Türk Solu’nun ahde vefası
Türk Solu’nda Ahsen Batur özel sayısını okuyunca yüreğim burkuldu. İki açıdan… Birincisi, Ahsen Batur’un Türkçülük ve Türk dünyası için anlamı çok iyi vurgulanmıştı. İkincisi, Türk Solu’nun bu kadar ahde vefasının olması beni gururlandırdı.
Ahsen Batur’un hasta olduğunu Beykoz’daki Özgür isminde bir arkadaşımdan duymuştum. Gökçe Fırat’ın hastanede Ahsen Batur’un her şeyiyle ilgilendiğini söylemişti.
Ahsen Batur’un Türk Türkolojisi mücadelesi
Ahsen Batur benim için neydi peki? Türk Solu’nda özellikle Sultangaliyevcilik konusunda yazdığımız yazılarda, Türk dünyasındaki her bölgeyi kabile kabile aktarmıştık. Bunu öğrenirken özellikle Ahsen Batur’un Selenge Yayınları’ndan çıkardığı kitaplar başucu kaynağımızdı.
Şöyle söyleyebilirim, Selenge Yayınları’nda çıkan Rus Türkolojisi kitaplarını eleştirel bir bakış açısıyla okuyabilirsek, Rus bakış açısını sıyırdığımız zaman içinde veri olarak Türklüğü bulabiliriz.
Eskiden Alman Türkolojisini okuyorduk. Bir de Türk-İslam Sentezcilerin Arap ve Fars bakış açısıyla Türklüğü öğreniyorduk. Bu arada, Macarların da bir Türkolojisi söz konusuydu. Ne yazık ki, rahmetli Zeki Velidi Togan “Bir Türk Türkolojisi kuralım,” diye hayatını bu işe vakfetti ama başarılı olamadı.
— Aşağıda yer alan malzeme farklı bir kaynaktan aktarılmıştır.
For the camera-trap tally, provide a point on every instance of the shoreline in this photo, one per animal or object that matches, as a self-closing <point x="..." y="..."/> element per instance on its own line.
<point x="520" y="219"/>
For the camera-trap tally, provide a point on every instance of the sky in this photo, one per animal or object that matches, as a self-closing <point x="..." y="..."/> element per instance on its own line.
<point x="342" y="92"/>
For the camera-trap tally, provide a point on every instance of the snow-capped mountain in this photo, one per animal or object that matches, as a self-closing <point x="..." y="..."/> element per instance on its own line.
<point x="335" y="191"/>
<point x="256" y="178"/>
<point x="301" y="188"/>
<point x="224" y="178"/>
Selenge Yayınları’nın kitaplarında, özellikle Gumilyev’in Tatarlığı Ruslukla sentezleyen Avrasyacı bakış açısını, bir başka ifadeyle Tatar boyunduğuruna karşı Rusluğun şoven çıkışını ekarte ettikten sonra ham bilgiye ulaşabiliyorduk. Selenge Yayınları’nda Gumilyev’in “eski Türkler” olarak adlandırdığı Gök Türklerle başladıktan sonra Hunları, Hunlardan sonra kesintisiz devam eden “Muhayyel Hükümdarlığın İzinde” diye Cengiz Han’ın fütuhatını ve “Tatarlar Ruslaşacaktır” diyen Gumilyev’i okumuştuk.
Selenge’den öğrendiğim: Rusya diye bir ulus yok!
Selenge’nin kitaplarını okuyarak elde ettiğimiz birikimle, Bugün Rusya-Ukrayna Savaşı’na batığımızda karşımıza şu çıkıyor: Rusya diye bir ulus yok! Moskova; Altın Ordu’nun bir knezliği olarak oluşturulmuş, Altın Ordu için vergi toplayan, “defter” tutan, Cengiz Han’ın Çin’den getirdiği bürokrasiyi uyarlamış ve hem kültürel olarak hem de toprak ilişkisi bakımından Altın Ordu’ya bağlı kalmıştır.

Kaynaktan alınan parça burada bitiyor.